While I was certainly earning more, there were certain consequences for so much scrambling.
First of all, my restaurant expenses have increased. I had no energy when I got home and ate in restaurants more often and bought coffee to stay afloat. My shipping costs have gone up here and there.
As my income increased, almost imperceptibly my expenses increased too, to cope with my lack of time and energy.
5. I used my emergency fund to pay off my debts
Towards the end of my debt repayment, I saw that I had a few thousand dollars left. I wanted so much to be debt free that I drew on my emergency fund to pay off my debt. It was awesome! I had finished! While I was cash poor, I now had positive net worth.

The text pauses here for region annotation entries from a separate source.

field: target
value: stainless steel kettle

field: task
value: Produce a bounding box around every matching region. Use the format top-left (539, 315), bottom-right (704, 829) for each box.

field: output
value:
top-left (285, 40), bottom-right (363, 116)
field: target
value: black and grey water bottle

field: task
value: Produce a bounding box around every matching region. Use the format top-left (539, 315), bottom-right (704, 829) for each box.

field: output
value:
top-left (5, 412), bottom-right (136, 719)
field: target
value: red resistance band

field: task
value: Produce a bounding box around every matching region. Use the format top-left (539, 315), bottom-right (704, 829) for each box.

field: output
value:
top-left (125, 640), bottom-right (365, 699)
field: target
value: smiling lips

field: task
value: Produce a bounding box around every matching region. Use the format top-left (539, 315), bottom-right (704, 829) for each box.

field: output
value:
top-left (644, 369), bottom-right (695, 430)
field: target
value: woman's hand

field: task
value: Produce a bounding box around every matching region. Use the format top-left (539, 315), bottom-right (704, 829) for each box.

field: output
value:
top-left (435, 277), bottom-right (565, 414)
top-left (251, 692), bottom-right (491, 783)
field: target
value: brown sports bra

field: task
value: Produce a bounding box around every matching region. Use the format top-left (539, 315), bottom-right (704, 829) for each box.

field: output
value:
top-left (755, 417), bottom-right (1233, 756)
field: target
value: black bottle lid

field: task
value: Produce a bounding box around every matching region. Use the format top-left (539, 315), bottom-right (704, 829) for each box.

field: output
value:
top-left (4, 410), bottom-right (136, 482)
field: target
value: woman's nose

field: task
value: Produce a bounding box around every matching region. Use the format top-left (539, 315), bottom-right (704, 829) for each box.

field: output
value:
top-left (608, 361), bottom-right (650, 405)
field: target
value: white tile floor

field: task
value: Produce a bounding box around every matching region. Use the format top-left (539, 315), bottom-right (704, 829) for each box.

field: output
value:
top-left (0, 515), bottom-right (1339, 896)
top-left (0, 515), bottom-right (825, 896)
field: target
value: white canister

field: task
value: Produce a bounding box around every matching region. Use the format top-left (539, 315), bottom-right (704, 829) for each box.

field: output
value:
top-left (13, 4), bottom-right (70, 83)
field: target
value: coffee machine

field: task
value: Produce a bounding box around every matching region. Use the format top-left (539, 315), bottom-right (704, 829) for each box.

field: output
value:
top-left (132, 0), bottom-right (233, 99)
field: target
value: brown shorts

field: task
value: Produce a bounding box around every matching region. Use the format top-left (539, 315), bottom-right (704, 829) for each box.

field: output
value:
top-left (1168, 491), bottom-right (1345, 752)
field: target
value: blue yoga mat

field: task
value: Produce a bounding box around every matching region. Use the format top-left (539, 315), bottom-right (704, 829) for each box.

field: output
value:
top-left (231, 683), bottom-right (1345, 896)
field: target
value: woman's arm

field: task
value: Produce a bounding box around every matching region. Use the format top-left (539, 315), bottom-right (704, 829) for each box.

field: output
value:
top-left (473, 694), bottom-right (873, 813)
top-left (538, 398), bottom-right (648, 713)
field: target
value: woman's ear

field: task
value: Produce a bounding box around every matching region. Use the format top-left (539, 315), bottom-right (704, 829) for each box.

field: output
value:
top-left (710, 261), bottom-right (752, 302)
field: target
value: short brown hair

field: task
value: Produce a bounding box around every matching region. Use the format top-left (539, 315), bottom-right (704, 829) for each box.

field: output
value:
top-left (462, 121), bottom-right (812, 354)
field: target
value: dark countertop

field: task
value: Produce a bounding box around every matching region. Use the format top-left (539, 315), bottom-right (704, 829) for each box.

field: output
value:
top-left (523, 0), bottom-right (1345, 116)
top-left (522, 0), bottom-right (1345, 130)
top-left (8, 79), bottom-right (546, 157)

But several months later, it bit me in the buttocks. I ended up moving from Portland to Los Angeles which was an expensive move. Also, I had to face a surprise tax bill because I didn’t know I made more money and entered a new tax bracket as a self-employed person. I ended up using up all my savings to deal with this, and it took a while to replenish them.
6. I didn’t understand how credit worked
Even though I have taken out $ 81,000 in student loans, I am actually quite averse to debt. Having money or anything to someone makes me anxious. So for a long time I had no credit card; I didn’t have my first one until I was 28.
I knew that the student loan payments had helped me establish a credit rating. But I had no idea that there are different types of credit and that getting a credit card could help. For example, student loans are installment loans, while credit cards are considered revolving credits.
When I received my first credit card, my credit rating went up. Plus, a funny thing happened when I paid off my student loans: My credit rating has gone down a little – not a ton, but about 20 points. I was puzzled, but since the account was now closed, it affected my credit rating. Not really understanding how credit or borrowing worked didn’t help.
I am so happy to be debt free, but these six mistakes didn’t help the process. If you’re paying off debt, think twice about dipping into your savings or giving up saving for retirement. Balance being financially smart while enjoying today and have a responsible plan to pay off debt.